Прекращение династии Калиты возродило прежние олигархические вожделения, что и явилось одним из источников Смутного времени.

Считая Годунова худородным выскочкой, именитые Шуйские и другие, мирившиеся поневоле с престижем династии Калиты, предприняли против царя систематическую борьбу.

Ведя ее, они посягнули на самый принцип монархии из-за своих личных интересов, не считаясь с политическим моментом, ни с благом народа.

Описывая во II главе причины упадка Юго-Западной Руси, мы подчеркивали подобную же близорукость олигархов галицких и волынских, в конце концов подрубивших дерево, на котором они сами сидели, и в XIV в. превратившихся в подданных королей-иноверцев и своих старых врагов — литовцев.

Недаром в XIII в. писал о них летописец: "Бояре же галичстии Данила князем себе называху, а сами всю землю держаху". Летопись, верная исконному монархическому принципу, осуждала это, но галицкие бояре, ослепленные своей корыстолюбивой борьбой с законными князьями, не прекратили своих интриг до конца.

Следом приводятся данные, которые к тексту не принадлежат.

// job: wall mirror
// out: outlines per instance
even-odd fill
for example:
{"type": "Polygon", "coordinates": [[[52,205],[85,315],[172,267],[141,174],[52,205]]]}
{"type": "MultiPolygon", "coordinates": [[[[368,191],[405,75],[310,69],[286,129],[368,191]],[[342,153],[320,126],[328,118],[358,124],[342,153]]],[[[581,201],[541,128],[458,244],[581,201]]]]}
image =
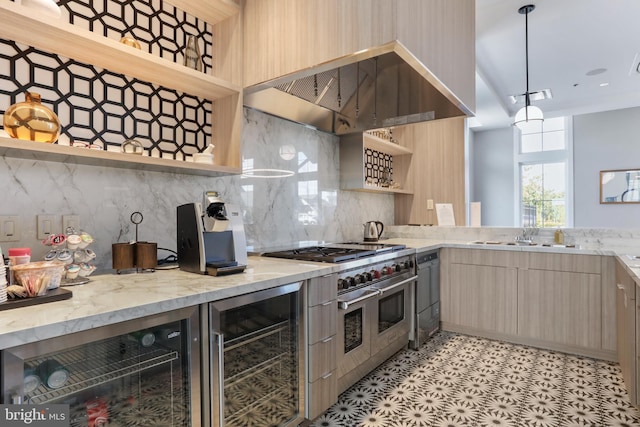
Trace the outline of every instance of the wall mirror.
{"type": "Polygon", "coordinates": [[[640,169],[600,171],[600,203],[640,203],[640,169]]]}

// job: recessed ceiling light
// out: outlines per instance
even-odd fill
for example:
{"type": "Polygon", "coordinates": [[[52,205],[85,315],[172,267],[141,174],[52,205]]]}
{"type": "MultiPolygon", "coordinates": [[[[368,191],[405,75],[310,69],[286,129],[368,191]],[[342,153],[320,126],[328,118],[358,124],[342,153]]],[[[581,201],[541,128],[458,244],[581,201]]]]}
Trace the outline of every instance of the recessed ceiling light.
{"type": "Polygon", "coordinates": [[[600,87],[609,86],[609,83],[600,83],[600,87]]]}
{"type": "Polygon", "coordinates": [[[597,76],[598,74],[606,73],[606,68],[594,68],[591,71],[587,71],[587,76],[597,76]]]}

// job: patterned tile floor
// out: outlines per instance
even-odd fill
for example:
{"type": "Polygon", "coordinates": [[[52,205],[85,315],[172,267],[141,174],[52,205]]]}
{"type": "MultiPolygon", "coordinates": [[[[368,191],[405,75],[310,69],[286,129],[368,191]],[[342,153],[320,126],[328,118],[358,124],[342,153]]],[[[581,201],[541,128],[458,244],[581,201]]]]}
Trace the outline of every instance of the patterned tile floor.
{"type": "Polygon", "coordinates": [[[640,413],[615,363],[440,332],[371,372],[312,426],[640,426],[640,413]]]}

В XVII в. преступность таковых олигархических притязаний в Москве усугубилась еще тем, что на древнем столе Калиты сидел уже не просто князь, а помазанник Божий, всенародно признанный государь. Кроме того, наличие рядом с ним патриарха Всероссийского придавало царской власти ореол, в то время ни сравнимый ни с каким другим престолом.

Заговорщики знали, что для русского народа Богом венчанный Борис неприкосновенен и неуязвим. Поэтому так старательно платные агенты Шуйских стали распускать в народе самую наглую клевету про царя, используя и небывалые стихийные бедствия, обрушившиеся на Русь с 1601 по 1604 гг.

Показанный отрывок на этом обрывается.